The result is satisfying combat that's surprisingly crunchy for a game about cute little critters. Ori is less a wide-eyed kid now and more like an actual hero. At its best, the combat resembles the best moments of 2D Castlevania - shimmying back and forth, dodging attacks before sweeping in to strike the enemy decisively. Most importantly, it's fun.
If you enjoyed the original Ori more for its platforming and story and aren't as into twitch combat, have no fear - the team has considered that. So too has it thought of those who are comfortable with combat but suffer at the hands of precision platforming. There's difficulty settings this time around - something the first release of the original game lacked - but there's also Shards, special abilities you can find out in the world and equip to change Ori's ability set.

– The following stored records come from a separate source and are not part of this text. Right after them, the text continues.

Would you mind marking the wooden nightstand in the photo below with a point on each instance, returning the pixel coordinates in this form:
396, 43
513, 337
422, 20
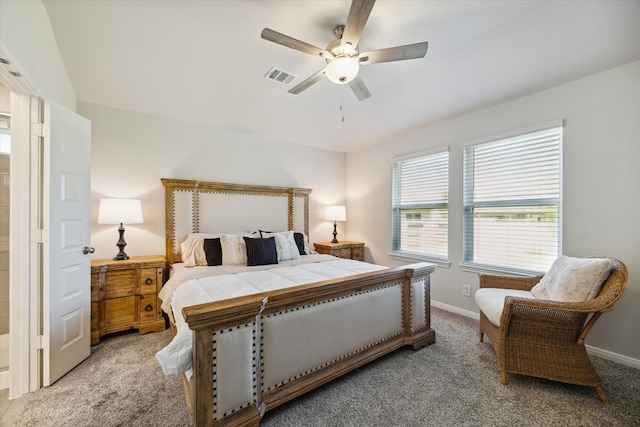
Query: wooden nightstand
342, 249
124, 295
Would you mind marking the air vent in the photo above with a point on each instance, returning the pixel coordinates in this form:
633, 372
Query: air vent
280, 76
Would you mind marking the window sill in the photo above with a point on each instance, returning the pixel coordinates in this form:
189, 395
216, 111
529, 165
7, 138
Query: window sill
500, 271
408, 256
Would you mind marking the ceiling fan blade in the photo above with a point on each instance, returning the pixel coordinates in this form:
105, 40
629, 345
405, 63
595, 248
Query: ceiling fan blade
358, 16
359, 89
398, 53
279, 38
308, 82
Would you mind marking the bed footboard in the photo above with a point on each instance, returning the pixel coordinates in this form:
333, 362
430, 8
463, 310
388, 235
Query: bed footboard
251, 354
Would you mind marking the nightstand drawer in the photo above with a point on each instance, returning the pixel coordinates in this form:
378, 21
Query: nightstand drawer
343, 253
147, 307
149, 280
121, 283
119, 311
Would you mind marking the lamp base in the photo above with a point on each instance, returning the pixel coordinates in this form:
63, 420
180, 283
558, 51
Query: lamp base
121, 244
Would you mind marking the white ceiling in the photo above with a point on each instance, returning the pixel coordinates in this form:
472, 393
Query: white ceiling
204, 61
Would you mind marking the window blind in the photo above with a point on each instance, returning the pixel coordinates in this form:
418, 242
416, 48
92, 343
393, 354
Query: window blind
420, 206
512, 200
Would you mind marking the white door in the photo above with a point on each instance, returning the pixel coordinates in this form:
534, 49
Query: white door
66, 266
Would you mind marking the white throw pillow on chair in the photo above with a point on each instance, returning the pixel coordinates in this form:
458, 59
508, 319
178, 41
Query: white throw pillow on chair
573, 279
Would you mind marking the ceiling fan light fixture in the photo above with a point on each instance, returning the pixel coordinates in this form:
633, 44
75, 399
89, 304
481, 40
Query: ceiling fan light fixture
342, 69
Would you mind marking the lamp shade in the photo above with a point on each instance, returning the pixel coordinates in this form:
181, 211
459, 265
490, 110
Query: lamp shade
335, 213
116, 211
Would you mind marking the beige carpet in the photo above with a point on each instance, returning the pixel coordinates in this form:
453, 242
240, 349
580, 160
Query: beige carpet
454, 382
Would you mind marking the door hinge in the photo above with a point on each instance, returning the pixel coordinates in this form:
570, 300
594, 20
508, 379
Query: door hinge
37, 129
38, 236
37, 343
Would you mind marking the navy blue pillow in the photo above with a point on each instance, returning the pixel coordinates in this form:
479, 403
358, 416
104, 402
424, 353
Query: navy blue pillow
213, 251
299, 238
261, 251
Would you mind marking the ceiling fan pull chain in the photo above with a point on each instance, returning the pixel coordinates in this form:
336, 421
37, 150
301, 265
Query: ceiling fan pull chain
342, 104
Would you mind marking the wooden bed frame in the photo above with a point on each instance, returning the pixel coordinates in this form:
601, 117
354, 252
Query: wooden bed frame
339, 321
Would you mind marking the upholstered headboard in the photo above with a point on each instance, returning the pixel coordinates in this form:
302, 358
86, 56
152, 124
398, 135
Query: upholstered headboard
210, 207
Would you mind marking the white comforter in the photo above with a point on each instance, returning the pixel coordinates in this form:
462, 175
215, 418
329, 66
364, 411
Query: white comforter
197, 285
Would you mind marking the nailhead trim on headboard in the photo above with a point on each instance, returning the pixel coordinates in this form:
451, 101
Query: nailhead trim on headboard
172, 186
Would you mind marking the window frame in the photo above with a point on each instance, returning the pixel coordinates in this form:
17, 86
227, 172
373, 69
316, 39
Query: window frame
468, 205
396, 252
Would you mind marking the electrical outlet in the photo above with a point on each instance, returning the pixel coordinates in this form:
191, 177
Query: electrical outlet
466, 290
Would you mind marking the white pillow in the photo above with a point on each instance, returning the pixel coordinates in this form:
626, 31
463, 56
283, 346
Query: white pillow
285, 245
573, 279
192, 249
234, 250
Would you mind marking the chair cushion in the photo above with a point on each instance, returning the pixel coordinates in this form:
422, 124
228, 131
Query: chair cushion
491, 301
573, 279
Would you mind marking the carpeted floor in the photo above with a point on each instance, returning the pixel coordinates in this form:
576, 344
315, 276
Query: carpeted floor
454, 382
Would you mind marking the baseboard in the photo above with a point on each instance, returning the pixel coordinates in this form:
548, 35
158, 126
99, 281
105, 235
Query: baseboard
605, 354
4, 380
614, 357
457, 310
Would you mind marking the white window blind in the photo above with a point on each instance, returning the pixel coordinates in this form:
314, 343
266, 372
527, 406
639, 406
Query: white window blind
420, 206
512, 202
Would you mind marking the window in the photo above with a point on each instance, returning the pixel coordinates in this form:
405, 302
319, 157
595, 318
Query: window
420, 206
512, 202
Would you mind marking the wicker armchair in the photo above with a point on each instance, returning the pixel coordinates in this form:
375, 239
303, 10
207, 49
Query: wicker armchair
545, 339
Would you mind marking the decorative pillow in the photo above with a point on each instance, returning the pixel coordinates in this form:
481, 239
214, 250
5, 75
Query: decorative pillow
213, 251
572, 279
192, 249
285, 245
301, 243
261, 251
234, 250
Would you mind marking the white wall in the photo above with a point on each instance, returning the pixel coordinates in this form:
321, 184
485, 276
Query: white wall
131, 152
27, 41
601, 179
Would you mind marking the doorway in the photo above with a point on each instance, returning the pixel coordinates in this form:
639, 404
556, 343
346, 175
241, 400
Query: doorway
5, 153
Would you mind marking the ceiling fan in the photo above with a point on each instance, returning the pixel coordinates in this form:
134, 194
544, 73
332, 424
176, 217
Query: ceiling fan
342, 56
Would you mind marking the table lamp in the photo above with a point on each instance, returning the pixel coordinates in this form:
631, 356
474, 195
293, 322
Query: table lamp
335, 213
120, 211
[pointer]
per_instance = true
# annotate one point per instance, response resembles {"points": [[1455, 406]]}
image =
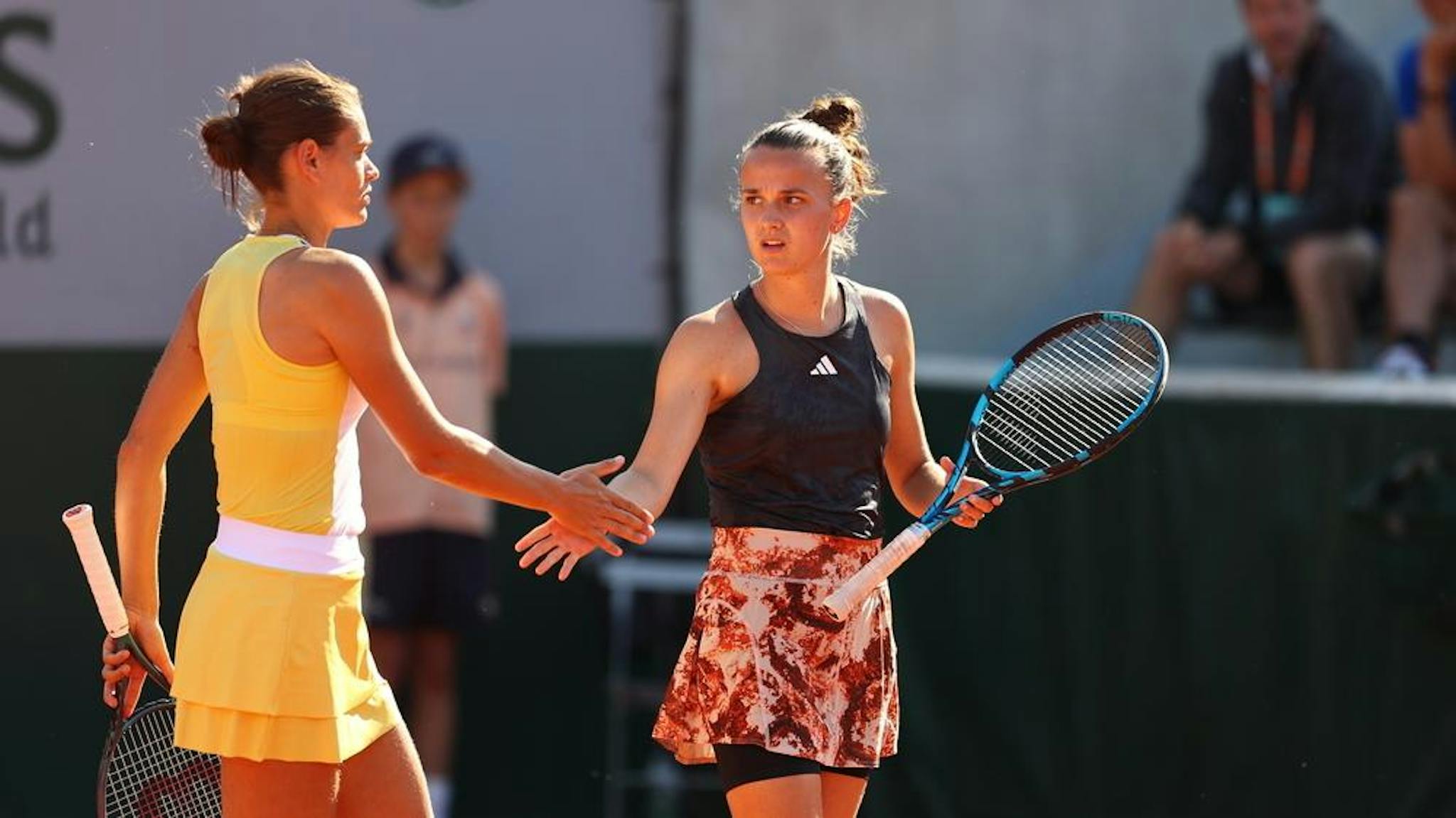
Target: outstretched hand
{"points": [[976, 507], [551, 543]]}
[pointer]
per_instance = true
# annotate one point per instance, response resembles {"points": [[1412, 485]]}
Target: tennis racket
{"points": [[1059, 404], [143, 775]]}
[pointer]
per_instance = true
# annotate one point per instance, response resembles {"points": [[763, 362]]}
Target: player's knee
{"points": [[1414, 205]]}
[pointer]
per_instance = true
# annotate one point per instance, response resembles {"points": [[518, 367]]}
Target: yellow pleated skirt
{"points": [[274, 665]]}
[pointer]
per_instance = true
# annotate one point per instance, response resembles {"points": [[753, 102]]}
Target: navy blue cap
{"points": [[426, 154]]}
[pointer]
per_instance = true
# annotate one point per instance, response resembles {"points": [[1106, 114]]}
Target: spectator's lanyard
{"points": [[1300, 158]]}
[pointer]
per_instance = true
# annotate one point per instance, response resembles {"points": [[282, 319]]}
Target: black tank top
{"points": [[801, 447]]}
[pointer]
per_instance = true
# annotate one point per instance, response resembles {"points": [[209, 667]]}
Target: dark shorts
{"points": [[429, 578], [747, 763]]}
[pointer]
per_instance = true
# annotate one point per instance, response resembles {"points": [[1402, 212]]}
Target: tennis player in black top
{"points": [[798, 393]]}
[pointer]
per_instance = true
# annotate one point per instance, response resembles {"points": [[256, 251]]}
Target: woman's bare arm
{"points": [[351, 313]]}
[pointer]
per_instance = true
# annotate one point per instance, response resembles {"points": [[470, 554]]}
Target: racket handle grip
{"points": [[854, 591], [98, 569]]}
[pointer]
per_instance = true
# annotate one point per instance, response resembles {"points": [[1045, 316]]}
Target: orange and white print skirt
{"points": [[764, 665]]}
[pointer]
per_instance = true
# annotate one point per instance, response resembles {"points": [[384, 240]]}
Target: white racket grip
{"points": [[98, 569], [854, 591]]}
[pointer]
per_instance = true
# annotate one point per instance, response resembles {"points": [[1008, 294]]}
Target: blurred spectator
{"points": [[1280, 207], [429, 574], [1418, 276]]}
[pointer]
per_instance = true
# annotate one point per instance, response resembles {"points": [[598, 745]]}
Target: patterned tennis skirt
{"points": [[764, 665]]}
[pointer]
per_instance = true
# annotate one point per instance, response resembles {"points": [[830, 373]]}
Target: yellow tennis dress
{"points": [[273, 657]]}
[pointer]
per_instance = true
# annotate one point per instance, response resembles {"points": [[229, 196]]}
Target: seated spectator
{"points": [[1418, 274], [1280, 208]]}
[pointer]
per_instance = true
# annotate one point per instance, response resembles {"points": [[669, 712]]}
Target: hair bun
{"points": [[840, 115], [226, 141]]}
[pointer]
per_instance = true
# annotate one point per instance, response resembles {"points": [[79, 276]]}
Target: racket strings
{"points": [[149, 776], [1069, 395]]}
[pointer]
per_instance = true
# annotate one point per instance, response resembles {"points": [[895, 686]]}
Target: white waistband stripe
{"points": [[289, 551]]}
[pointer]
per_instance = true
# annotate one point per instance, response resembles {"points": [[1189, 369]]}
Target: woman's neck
{"points": [[280, 220], [808, 301]]}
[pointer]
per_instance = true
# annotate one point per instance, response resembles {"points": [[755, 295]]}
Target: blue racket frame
{"points": [[1002, 480]]}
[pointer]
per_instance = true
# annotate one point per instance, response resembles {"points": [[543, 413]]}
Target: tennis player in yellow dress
{"points": [[293, 343]]}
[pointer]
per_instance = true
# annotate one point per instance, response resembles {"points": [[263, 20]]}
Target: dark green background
{"points": [[1196, 626]]}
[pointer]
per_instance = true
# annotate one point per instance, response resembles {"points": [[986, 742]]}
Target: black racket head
{"points": [[1068, 398], [143, 775]]}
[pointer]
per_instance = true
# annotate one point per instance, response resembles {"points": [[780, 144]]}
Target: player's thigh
{"points": [[842, 794], [1349, 259], [1239, 281], [788, 797], [385, 779], [265, 790]]}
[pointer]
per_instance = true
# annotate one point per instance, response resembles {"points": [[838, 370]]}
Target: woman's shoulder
{"points": [[882, 306], [326, 267]]}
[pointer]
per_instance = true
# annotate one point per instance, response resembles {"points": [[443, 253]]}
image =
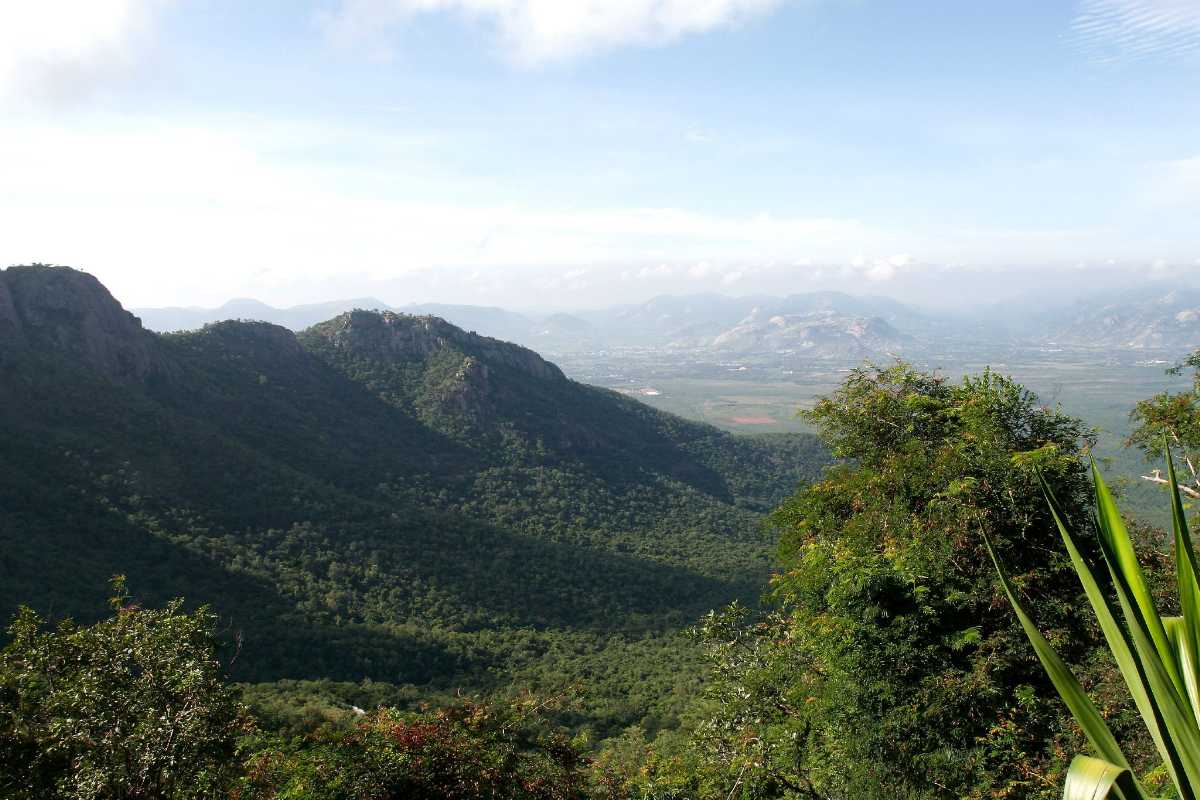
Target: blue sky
{"points": [[558, 152]]}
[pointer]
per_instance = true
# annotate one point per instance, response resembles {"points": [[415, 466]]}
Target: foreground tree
{"points": [[131, 707], [1157, 655], [889, 665], [469, 751], [1173, 417]]}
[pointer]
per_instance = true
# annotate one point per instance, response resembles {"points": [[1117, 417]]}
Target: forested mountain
{"points": [[382, 495], [1155, 319]]}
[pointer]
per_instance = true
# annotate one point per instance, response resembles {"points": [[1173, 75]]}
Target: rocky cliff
{"points": [[63, 311]]}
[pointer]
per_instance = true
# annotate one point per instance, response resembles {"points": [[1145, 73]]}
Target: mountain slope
{"points": [[1156, 320], [381, 497]]}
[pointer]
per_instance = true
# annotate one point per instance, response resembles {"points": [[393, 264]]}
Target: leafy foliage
{"points": [[132, 707], [461, 752], [886, 667], [383, 498], [1173, 417]]}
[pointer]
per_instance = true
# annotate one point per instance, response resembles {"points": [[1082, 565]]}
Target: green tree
{"points": [[462, 752], [887, 665], [131, 707], [1173, 417]]}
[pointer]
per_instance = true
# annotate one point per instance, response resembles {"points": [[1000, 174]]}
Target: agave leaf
{"points": [[1119, 644], [1073, 695], [1188, 578], [1123, 559], [1176, 631], [1093, 779], [1181, 735]]}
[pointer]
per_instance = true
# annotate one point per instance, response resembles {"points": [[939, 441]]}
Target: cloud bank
{"points": [[1111, 30], [59, 49], [537, 31]]}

Shards are almost like mods to the core of the game, and feature a wide variety of effects that'll satisfy different players.
"The shard system really plays a heavy role in how you want to tailor and tune your own experience in difficulty," says Smith. "Many players who are more skilled, or maybe they're speed runners, we know those players will pick shards that give them like more offensive capability at the expense of maybe taking more damage. Players who are less experienced will gravitate more towards shards that give them stronger defense or maybe help them a bit more with navigation or traversal."
Shards can feature anything from damage or defense buffs or debuffs to an extra jump for those less comfortable platforming right on through to a personal favorite, the 'Sticky' shard that lets you 'stick' to surfaces to jump against for a time, thus making precision wall jumping far easier. This is great for beginners or those who might get stuck with a particular aspect of the game, but also of course has great implications for speed running and optimization, which itself is a big draw for this genre of game.
But, honestly, who would've thought it? The greatest addition to the sequel to Xbox's cutesy puzzle platformer is greatly expanded combat - and that combat is now on par with some of the very best in this genre. Good stuff. Ori and the Will of the Wisps is set to release for Xbox One and PC in just a few weeks on March 11 - and as a Microsoft first party title it'll be an Xbox One X Enhanced, Xbox Game Pass and Xbox Play Anywhere title.